Le 4 Mars 1792 un procès – verbal d’adjudication confie au Sieur R.Germain, charpentier, la construction d’une tribune en l’église Notre-Dame moyennant la somme de 520 Livres. En conséquence et suivant billet souscrit le 15 Mai 1792, le Sieur Deschamps , trésorier de la fabrique, s’engage à payer au dit Sieur Germain la dite somme de 520 Livres à savoir 280 Livres en écus de 3 et6 sols ou autres espèces d’or ou d’argent, le surplus en assignats, selon que la chose est quittancée ce même jour.
Avant les 5 et6 Novembre, l’orgue avait été reçu et visité par le sieur Hurjon, organiste à Thouars, puisque le 5 Novembre, un nommé Gerbier reconnait avoir reçu, toujours du Sieur Deschamps, la somme de 3Livres 12 sols à lui due, pour avoir été chercher (avec un cheval de louage)l’organiste à Thouars, afin de faire la visite du jeu d’orgue de la paroisse de Notre-Dame de cette ville.
Le lendemain, 6 Novembre 1792, (An Ier de la République), le dit sieur Hurjon organiste deThouars reconnait avoir reçu la somme de 48 Livres pour honoraires de la visite et réception de l’ orgue de la dite poroisse Notre-Dame de Bressuire.
DIFFICULTES
L’établissement des orgues de l’église Notre-Dame n’a pas été, sans que soient dressés à l’encontre des obstacles imaginés par le corps de ville, au nom d’une certaine bienfaisance, sans souci de l’intention du donateur; qu’on en juge d’après cette pièce n°15 qui reçut la réponse ci-après :
« Au nom de l’assemblée des citoyens de la ville de Bressuire nous, président d’icelle soussigné, prions Mr Deschamps, Président du Tribunal, conformément à l’arrété de la commune de ce jour de déclarer s’il est dans l’intention de remettre la somme destinée pour l’acquisition des orgues dans les mêmes espèces qu’il les a reçues, pour cette somme être destinée à échanger les assignats à cinq livres aux plus malheureux des citoyens et députe à cet effet , assemblée tenante, Mrs Gougeard et Lamoureux auprès du dit sieur Deschamps. » Assemblée à Bressuire le 29 Mars 1792.
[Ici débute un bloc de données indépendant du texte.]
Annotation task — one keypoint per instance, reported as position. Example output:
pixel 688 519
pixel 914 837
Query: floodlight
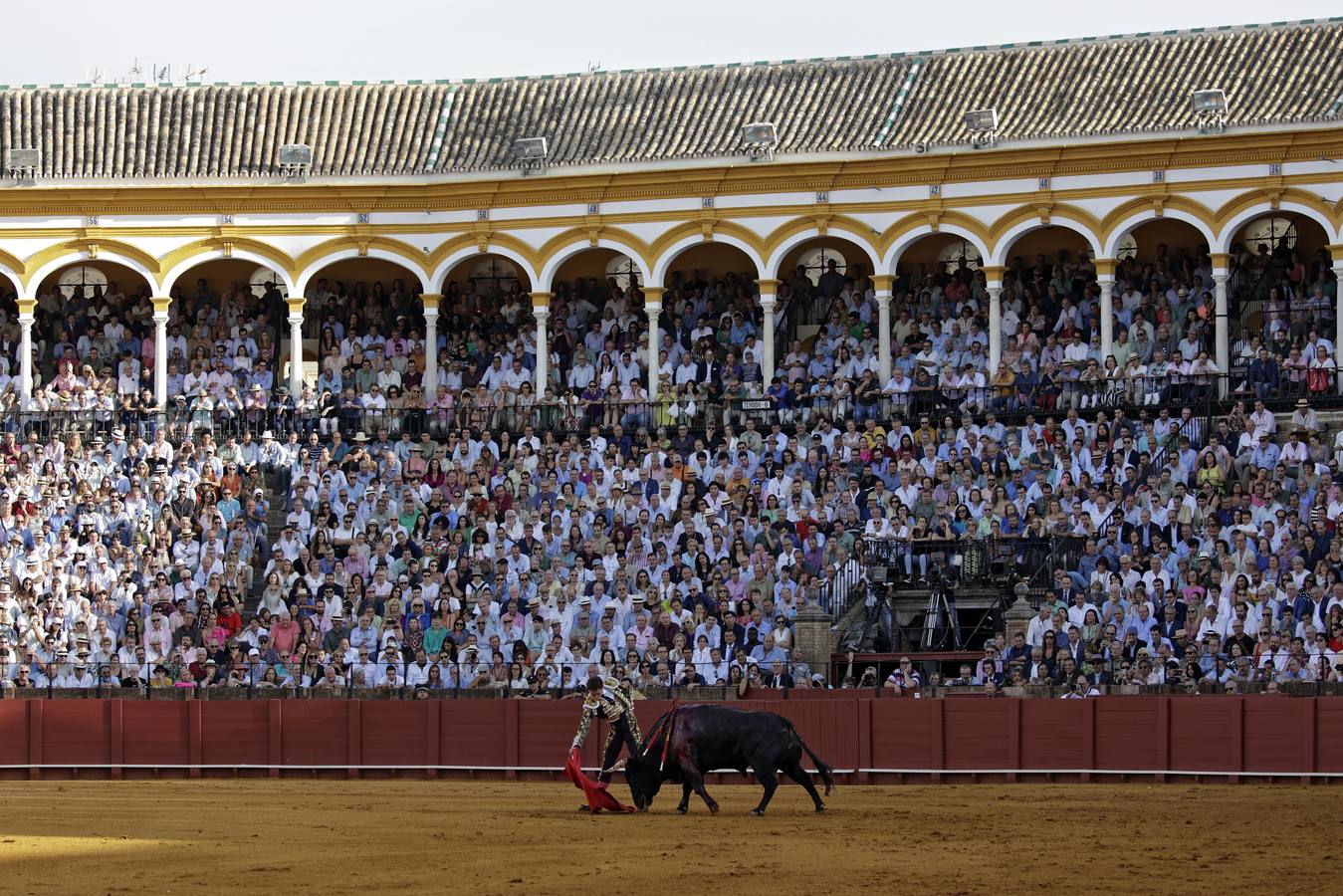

Chose curieuse, cette pièce est signée Delouche et Branger.
Et voici, portant refus courtois la « réponse au billet de l’autre part », c’est-à-dire rédigée au verso:
« Messieurs,
« Mr Brossier peut vous dire que lorsque je lui ai remis la somme de 480 Livres pour payer les orgues, je lui dis que je ne voulais point profiter de cet échange, et puis donc vous assurer, Messieurs, qu’en applaudissant aux vœux bienfaisants de l’assemblée pour la classe la plus indigente de cette ville, je me conforme à son arrété. »
Signature de Deschamps
Le projet de l’établissement des orgues entra ainsi dans la voie des réalisations par l’intermédiaire du Sieur NYSSEN, facteur d’orgue, qui reconnait le 5 Novembre 1792 avoir reçu à cet effet la somme de 1800 livres en Assignats. On a vu, chemin faisant que l’Orgue fut reçu et visité par le Sieur Hurjon, organiste à Thouars.
DESCRIPTION
Depuis cette date, les orgues qui ont pour « mission d’aider à prier sur de la beauté » ont embelli les cérémonies du culte selon leurs moyens, et ceux des différents titulaires qui se sont succédés sur leur banc depuis le sieur Hurjon en 1792…/…
BUFFET D’ORGUE
Quand au Buffet, d’une grande simplicité, il affecte une façade rectangulaire, divisée dans le sens de la largeur en 3 registres plats, enserrant les tuyaux de la « MONTRE », grosse flûte ainsi dénommée, parce que les tuyaux sont précisément en façade « en montre ». Le registre central assez important étant flanqué de part et d’autre de deux étroits registres étirés en hauteur et séparés les uns des autres par des pilastres cannelés arborant des chapiteaux corinthiens, le tout surmonté d’un fronton triangulaire de style classique,lui-même terminé par une croix.
TRIBUNE
L’instrument est logé dans la tribune de R. Germain, modifiée et agrandie en 1910 pour recevoir la Chorale paroissiale [Les récentes restaurations à l’intérieur de l’église ont permis de redonner à la tribune son aspect initial. Il reste maintenant à faire en sorte que l’orgue soit restauré]. D’une hauteur presque vertigineuse, en raison de la porte centrale de l’église qui s’ouvre en dessous, elle est supportée par quatre colonnes corinthiennes et décorée en son milieu par une lyre sculptée. On y accède par un petit escalier en colimaçon, non entouré par une tourelle, et de ce fait assez disgracieux…/…
NOMENCLATURE DES JEUX
Nous ne connaissons pas la nomenclature originelle de l’instrument, mais présentement, après la réfection de 1922, couverte par la générosité spontanée de Mme CAMILLE DUPUIS, de reconnaissante mémoire, les orgues de Notre-dame de Bressuire se présentent ainsi qu’il suit:
Il s’agit d’un instrument de transmission mécanique comportant deux claviers manuels : Récit et Grand orgue; un pédalier; treize jeux; une soufflerie électrique (depuis Aout 1941); une pédale expressive pour le clavier de Récit; une pédale d’accouplement pour les deux claviers manuels; deux tirasses; un tremblant.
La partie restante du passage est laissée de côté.